Producer.__init__ is cheap and pure — every side effect lives in
__aenter__.
Patterns¶
A short tasting menu of the levers you'll actually pull.
Backpressure tuning¶
# Tight memory? Drop the cap. put_record will block when saturated; the
# producer surfaces backpressure as latency, never as silent drops.
cfg = Config(region="us-east-1", max_outstanding_records=10_000)
You can inspect producer.outstanding_records at any time for a live count.
Time-bounded delivery¶
# 25 ms batching window (low-latency dashboards), but tolerate up to 5 s of
# retries before giving up.
cfg = Config(
region="us-east-1",
record_max_buffered_time_ms=25,
record_ttl_ms=5_000,
)
Lowering record_max_buffered_time_ms shrinks the aggregator/collector
deadlines uniformly; lowering record_ttl_ms makes the retrier give up
sooner on stragglers.
Throttle policy¶
# Treat every ProvisionedThroughputExceededException as terminal.
cfg = Config(region="us-east-1", fail_if_throttled=True)
Useful for batch jobs that prefer failing fast (so an upstream queue can back off) over filling the record's TTL with retries.
Aggregation off¶
# Records already > 100 KiB each — aggregation overhead beats its benefit.
cfg = Config(region="us-east-1", aggregation_enabled=False)
The Aggregator falls back to single-record mode: one user record per Kinesis record, original partition key preserved. The Collector still batches and the Limiter still rate-limits.
Troubleshooting¶
"I get RuntimeError: Producer is closed"¶
You called put_record after __aexit__ ran (e.g. outside the async with
block). The producer is single-use — wrap your work in async with.
"All my records are going to one shard"¶
Your partition keys lack entropy. aiokpl predicts the shard from
md5(partition_key) — if you pass the same key (or a small set of keys),
records concentrate on the same predicted shard and you hit the 1000 rec/s
/ 1 MiB/s limit. Fix: use a per-record key (user id, event id, hash of the
payload).

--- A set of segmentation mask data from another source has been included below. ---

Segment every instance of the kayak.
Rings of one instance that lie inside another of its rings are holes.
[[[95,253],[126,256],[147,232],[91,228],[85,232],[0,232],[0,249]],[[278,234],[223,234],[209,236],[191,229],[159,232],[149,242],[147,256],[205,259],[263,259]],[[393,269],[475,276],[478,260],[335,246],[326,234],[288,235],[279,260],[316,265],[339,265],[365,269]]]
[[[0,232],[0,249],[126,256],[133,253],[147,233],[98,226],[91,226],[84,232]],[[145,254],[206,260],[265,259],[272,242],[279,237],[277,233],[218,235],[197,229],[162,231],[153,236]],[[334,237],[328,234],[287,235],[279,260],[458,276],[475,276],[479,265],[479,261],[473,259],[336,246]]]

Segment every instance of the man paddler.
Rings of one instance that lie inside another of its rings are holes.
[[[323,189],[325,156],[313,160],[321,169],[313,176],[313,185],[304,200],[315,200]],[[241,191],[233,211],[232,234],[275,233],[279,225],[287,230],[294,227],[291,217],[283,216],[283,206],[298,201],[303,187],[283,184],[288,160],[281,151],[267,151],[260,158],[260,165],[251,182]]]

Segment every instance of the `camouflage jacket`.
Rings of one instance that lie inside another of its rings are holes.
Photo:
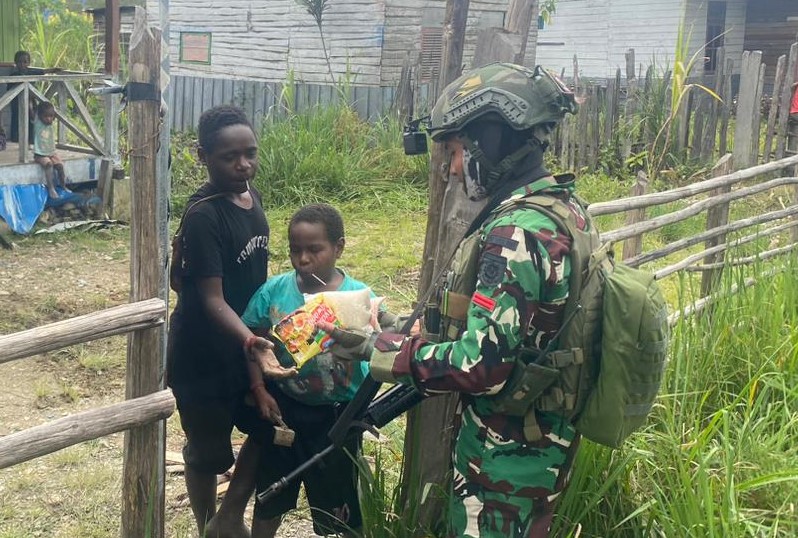
[[[568,201],[572,191],[572,181],[548,177],[513,191],[508,199],[546,192]],[[580,206],[569,205],[586,226]],[[556,473],[524,458],[539,456],[540,448],[559,440],[566,448],[575,435],[573,426],[538,413],[544,437],[527,443],[523,417],[495,414],[490,404],[507,381],[519,348],[543,349],[562,322],[571,239],[548,217],[524,208],[489,220],[481,233],[479,276],[460,338],[433,344],[419,336],[383,333],[371,371],[376,379],[412,384],[426,394],[462,393],[456,474],[489,490],[546,497],[556,489]]]

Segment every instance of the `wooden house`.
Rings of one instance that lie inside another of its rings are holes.
[[[464,63],[476,30],[501,27],[508,0],[471,0]],[[147,8],[157,17],[157,0]],[[421,62],[421,82],[437,77],[445,0],[333,0],[324,13],[324,43],[337,80],[396,85],[408,58]],[[314,19],[295,0],[171,0],[171,72],[281,82],[329,83],[330,70]],[[537,26],[530,30],[534,42]]]
[[[682,22],[683,21],[683,22]],[[580,75],[614,76],[635,49],[638,65],[673,64],[680,27],[689,53],[698,53],[692,74],[714,72],[717,49],[739,72],[744,50],[761,50],[772,77],[776,61],[798,33],[796,0],[558,0],[557,12],[538,34],[537,59]]]

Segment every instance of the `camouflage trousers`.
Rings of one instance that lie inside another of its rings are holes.
[[[542,439],[510,443],[512,446],[505,447],[509,450],[499,451],[503,455],[494,452],[492,463],[479,462],[477,474],[476,462],[458,454],[458,448],[462,450],[463,445],[474,441],[463,438],[469,433],[467,429],[460,430],[454,446],[453,491],[449,498],[450,537],[549,536],[554,508],[570,478],[580,437],[572,427],[556,435],[546,431],[545,426]],[[486,474],[489,472],[490,476]],[[523,494],[519,495],[519,491]]]

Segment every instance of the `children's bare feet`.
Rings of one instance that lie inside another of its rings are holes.
[[[60,196],[58,196],[58,193],[55,191],[55,189],[48,190],[47,191],[47,196],[50,197],[50,198],[60,198]]]
[[[242,520],[223,521],[214,516],[205,525],[204,538],[251,538],[249,529]]]

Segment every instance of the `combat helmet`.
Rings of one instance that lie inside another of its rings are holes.
[[[490,113],[525,131],[557,123],[577,108],[573,92],[541,66],[532,70],[493,63],[460,76],[443,90],[432,109],[428,132],[437,141]]]

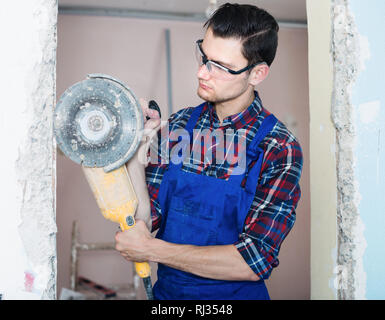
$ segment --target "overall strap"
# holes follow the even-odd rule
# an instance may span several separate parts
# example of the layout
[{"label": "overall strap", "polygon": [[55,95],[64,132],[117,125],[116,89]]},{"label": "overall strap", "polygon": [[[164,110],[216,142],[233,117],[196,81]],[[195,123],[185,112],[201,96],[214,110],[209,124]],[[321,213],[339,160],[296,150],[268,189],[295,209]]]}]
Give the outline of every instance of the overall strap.
[{"label": "overall strap", "polygon": [[187,130],[190,133],[190,137],[192,140],[192,131],[195,127],[195,124],[198,121],[199,116],[202,113],[203,107],[205,106],[206,102],[200,104],[199,106],[195,107],[193,109],[193,112],[191,113],[190,119],[187,121],[185,130]]},{"label": "overall strap", "polygon": [[232,183],[241,185],[242,180],[245,176],[245,173],[248,170],[250,163],[256,160],[257,162],[254,164],[253,168],[248,172],[248,178],[245,186],[248,191],[252,192],[254,190],[255,192],[255,188],[257,187],[257,184],[258,184],[259,171],[263,160],[263,151],[261,148],[259,148],[259,144],[274,128],[277,121],[278,121],[277,118],[273,114],[270,114],[265,119],[263,119],[253,140],[247,146],[246,161],[243,161],[245,167],[239,168],[238,171],[234,170],[234,172],[237,172],[237,173],[232,174],[229,177],[229,180],[232,180]]},{"label": "overall strap", "polygon": [[262,140],[265,139],[269,132],[274,128],[277,121],[277,118],[273,114],[269,114],[265,119],[263,119],[261,126],[259,127],[257,133],[254,136],[254,139],[250,142],[250,145],[248,146],[248,149],[250,151],[258,148]]},{"label": "overall strap", "polygon": [[[262,167],[262,161],[264,157],[262,149],[259,148],[259,144],[274,128],[277,121],[277,118],[274,117],[273,114],[267,116],[262,122],[260,130],[258,130],[256,136],[254,137],[249,147],[248,156],[250,155],[250,160],[256,160],[256,163],[249,170],[245,185],[245,190],[251,194],[254,194],[257,189],[259,175]],[[250,162],[247,161],[248,165],[250,164]]]},{"label": "overall strap", "polygon": [[[186,158],[186,156],[187,156],[187,154],[185,152],[187,149],[187,146],[190,149],[192,139],[193,139],[193,129],[195,127],[195,124],[198,121],[200,114],[202,113],[202,110],[203,110],[203,107],[205,104],[206,104],[206,102],[200,104],[199,106],[197,106],[193,109],[191,116],[190,116],[190,119],[187,121],[187,124],[184,128],[185,129],[185,131],[184,131],[185,135],[182,136],[182,141],[183,141],[182,142],[183,143],[182,155],[184,156],[184,158]],[[172,150],[171,150],[171,152],[172,152]],[[171,169],[171,168],[180,169],[182,167],[183,161],[185,160],[184,158],[181,159],[180,155],[178,155],[178,154],[171,154],[170,155],[169,169]]]}]

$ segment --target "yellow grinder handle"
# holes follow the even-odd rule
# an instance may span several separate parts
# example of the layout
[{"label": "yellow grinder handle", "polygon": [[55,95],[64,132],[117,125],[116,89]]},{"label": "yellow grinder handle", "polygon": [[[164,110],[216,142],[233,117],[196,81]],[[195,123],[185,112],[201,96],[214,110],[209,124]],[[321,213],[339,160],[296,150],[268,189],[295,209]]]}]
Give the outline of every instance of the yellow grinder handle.
[{"label": "yellow grinder handle", "polygon": [[[120,229],[122,231],[128,230],[135,226],[135,218],[127,216],[126,219],[120,222]],[[147,278],[151,275],[151,269],[148,262],[135,262],[135,270],[139,277]]]},{"label": "yellow grinder handle", "polygon": [[[103,216],[119,223],[122,231],[132,228],[138,199],[126,166],[110,172],[104,172],[103,168],[82,166],[82,169]],[[135,262],[135,269],[141,278],[151,274],[147,262]]]}]

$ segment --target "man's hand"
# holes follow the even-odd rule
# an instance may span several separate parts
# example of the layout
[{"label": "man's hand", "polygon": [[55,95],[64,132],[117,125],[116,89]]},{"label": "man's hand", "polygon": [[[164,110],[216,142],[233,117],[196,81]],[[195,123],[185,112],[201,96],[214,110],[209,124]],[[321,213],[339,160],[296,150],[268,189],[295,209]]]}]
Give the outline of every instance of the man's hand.
[{"label": "man's hand", "polygon": [[117,232],[115,249],[128,261],[147,262],[150,260],[149,243],[152,236],[142,220],[129,230]]},{"label": "man's hand", "polygon": [[[139,99],[139,102],[143,112],[144,130],[142,142],[139,145],[136,157],[141,164],[147,166],[148,148],[150,147],[152,138],[157,134],[161,127],[161,119],[158,111],[149,108],[147,100]],[[147,117],[150,119],[147,120]]]},{"label": "man's hand", "polygon": [[195,275],[218,280],[258,281],[234,245],[194,246],[151,237],[145,224],[117,232],[115,248],[128,261],[156,262]]},{"label": "man's hand", "polygon": [[[150,109],[148,106],[148,101],[143,98],[139,99],[139,103],[143,112],[144,128],[145,129],[157,128],[160,125],[159,112],[156,110]],[[149,117],[150,119],[147,120],[147,117]]]}]

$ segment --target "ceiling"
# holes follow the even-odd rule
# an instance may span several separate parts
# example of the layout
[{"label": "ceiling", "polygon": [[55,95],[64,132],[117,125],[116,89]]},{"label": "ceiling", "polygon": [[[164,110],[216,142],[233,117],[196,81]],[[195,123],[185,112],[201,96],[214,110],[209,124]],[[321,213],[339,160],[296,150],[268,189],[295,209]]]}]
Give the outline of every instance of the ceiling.
[{"label": "ceiling", "polygon": [[[208,0],[59,0],[59,7],[109,8],[140,12],[166,12],[168,14],[204,14]],[[306,22],[306,0],[218,0],[218,5],[226,2],[254,4],[264,8],[279,21]]]}]

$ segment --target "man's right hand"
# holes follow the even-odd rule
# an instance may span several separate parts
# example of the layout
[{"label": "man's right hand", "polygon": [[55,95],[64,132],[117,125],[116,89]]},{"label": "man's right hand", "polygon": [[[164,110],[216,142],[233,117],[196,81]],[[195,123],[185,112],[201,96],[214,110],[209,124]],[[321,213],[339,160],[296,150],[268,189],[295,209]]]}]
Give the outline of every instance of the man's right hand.
[{"label": "man's right hand", "polygon": [[[159,112],[153,109],[150,109],[148,106],[148,101],[145,99],[139,99],[140,106],[142,108],[143,117],[144,117],[144,129],[158,129],[160,125],[160,115]],[[150,119],[147,120],[147,117]],[[157,131],[157,130],[156,130]]]},{"label": "man's right hand", "polygon": [[[158,111],[149,108],[147,100],[139,99],[139,102],[143,112],[144,129],[142,141],[135,157],[137,157],[137,160],[146,167],[148,164],[148,149],[152,138],[157,134],[161,127],[161,119]],[[150,119],[147,120],[147,117]]]}]

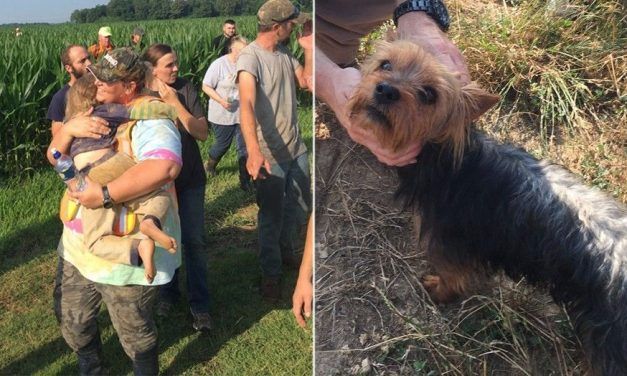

If you must control routing yourself, pass explicit_hash_key= —
the producer uses that integer directly.
"Throughput is lower than I expected"¶
Three usual suspects, in order:
- Aggregation is off when it didn't have to be — flip
aggregation_enabled=True. With small records (< 1 KiB), aggregation pushes per-PutRecordsthroughput up by 10–50×. - Shard count is the cap. Kinesis is 1000 rec/s + 1 MiB/s per shard. Predicted shards that route to the same physical shard share that budget. Add shards or improve key entropy.
max_outstanding_recordsis too low. Ifput_recordcalls are blocking on the semaphore, raise it.
"Records are timing out"¶
Look at result.attempts[-1].error_code == "Expired". The record aged past
record_ttl_ms before the Sender could push it. Either raise record_ttl_ms,
add shards, or reduce upstream rate.
"Outcomes never resolve"¶
The most common cause: you exited the async with block without awaiting
the outcomes. Once __aexit__ returns, the background task group is gone
and no further classification happens. Either await outcome.wait() inside
the block, or hold an asyncio.gather/anyio.create_task_group over all
outcomes before exiting.
"OTel/Datadog sink import error"¶
ImportError: OpenTelemetrySink requires … or the Datadog equivalent. You
installed the base aiokpl without the extra. Fix:
"kinesis-mock works in tests but real AWS doesn't"¶
Three things differ between the emulator and prod:
- Credentials. Real AWS expects a valid principal; the default chain needs an env var, profile, IRSA role, or instance metadata. The test harness uses hard-coded fakes.
- Region.
kinesis-mockignores it; real AWS does not. Match the region of your stream. endpoint_url. Leave itNoneagainst real AWS; it only exists for emulators and VPC endpoints.
"Memory grows over time"¶
A leak typically points at max_outstanding_records. If a record never
reaches a terminal state (network black hole, no flush(), very large
record_ttl_ms), its Outcome stays in the pending dict. Either lower
record_ttl_ms so stuck records expire, or lower
max_outstanding_records so the semaphore caps the queue length.